Toroid geometry measurement

We calculated the aspect ratio and the volume using the values of major (R) and minor (r) radii of the toroid. The radii values were determined based on average value obtain from ten measurements from each toroid tissue. The total number of toroids used in each group were n = 5. We used the equation \(V=2{{\rm{\pi }}}^{2}R{r}^{2}\) and \({\rm{A}}=4{{\rm{\pi }}}^{2}Rr\) for for calculating the volume and area, respectively. The aspect ratio is defined as R/r. All measurements were carried out using ImageJ software.

Cell toroid closure assay

For three-dimensional wound closure assays, individual cell toroid was harvested from the liquid marble.
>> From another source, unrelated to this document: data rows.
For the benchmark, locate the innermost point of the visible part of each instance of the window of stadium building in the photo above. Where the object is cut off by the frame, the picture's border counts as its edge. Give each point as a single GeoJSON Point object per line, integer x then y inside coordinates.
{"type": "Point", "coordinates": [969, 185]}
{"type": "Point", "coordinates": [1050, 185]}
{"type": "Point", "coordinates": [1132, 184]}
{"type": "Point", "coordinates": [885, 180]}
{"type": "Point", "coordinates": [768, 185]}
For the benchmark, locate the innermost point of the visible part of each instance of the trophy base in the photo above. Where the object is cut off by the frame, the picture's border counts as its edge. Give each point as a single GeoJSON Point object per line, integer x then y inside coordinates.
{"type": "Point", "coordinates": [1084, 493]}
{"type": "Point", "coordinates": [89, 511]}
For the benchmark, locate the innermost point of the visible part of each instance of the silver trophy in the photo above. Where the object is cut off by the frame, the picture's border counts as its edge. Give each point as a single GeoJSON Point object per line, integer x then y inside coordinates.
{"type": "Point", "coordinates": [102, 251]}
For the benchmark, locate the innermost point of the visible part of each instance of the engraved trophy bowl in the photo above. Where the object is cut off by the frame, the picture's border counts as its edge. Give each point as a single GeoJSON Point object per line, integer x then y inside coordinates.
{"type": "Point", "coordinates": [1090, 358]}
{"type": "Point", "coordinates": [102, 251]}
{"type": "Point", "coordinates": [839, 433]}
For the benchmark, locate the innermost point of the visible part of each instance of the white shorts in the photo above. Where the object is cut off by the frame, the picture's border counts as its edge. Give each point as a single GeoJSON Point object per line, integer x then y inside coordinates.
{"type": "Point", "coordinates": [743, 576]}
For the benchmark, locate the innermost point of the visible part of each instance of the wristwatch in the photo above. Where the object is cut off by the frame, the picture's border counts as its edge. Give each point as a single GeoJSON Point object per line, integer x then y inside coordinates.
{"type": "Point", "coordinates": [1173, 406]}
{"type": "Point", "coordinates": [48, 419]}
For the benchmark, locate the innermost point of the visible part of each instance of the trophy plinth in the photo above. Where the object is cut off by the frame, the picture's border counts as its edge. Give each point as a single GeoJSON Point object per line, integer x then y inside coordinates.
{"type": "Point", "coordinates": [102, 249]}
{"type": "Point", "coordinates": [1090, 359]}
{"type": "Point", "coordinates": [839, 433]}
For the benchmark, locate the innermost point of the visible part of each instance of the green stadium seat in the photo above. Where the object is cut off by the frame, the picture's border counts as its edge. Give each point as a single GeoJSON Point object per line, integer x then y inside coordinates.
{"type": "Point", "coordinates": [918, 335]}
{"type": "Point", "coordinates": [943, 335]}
Subsequently, a media volume of 50 μL was dispensed using p1000 pipette tips into each well of a 96-well plate containing broken liquid marble followed by careful suspension and picking the cell toroids. Harvested cell toroids were transferred into a 384-well plate with non-adherence surface. Finally, a media volume of 50 μL containing 10 ng/mL GDNF or test drugs were dispensed into the well. Bright field and fluorescent images were obtained using a microscope (Olympus IX70) equipped with the Axiocan camera. Fluorescent images were captured at 6-hour intervals for 24 hours. Images were analysed using ImageJ software (NIH, USA).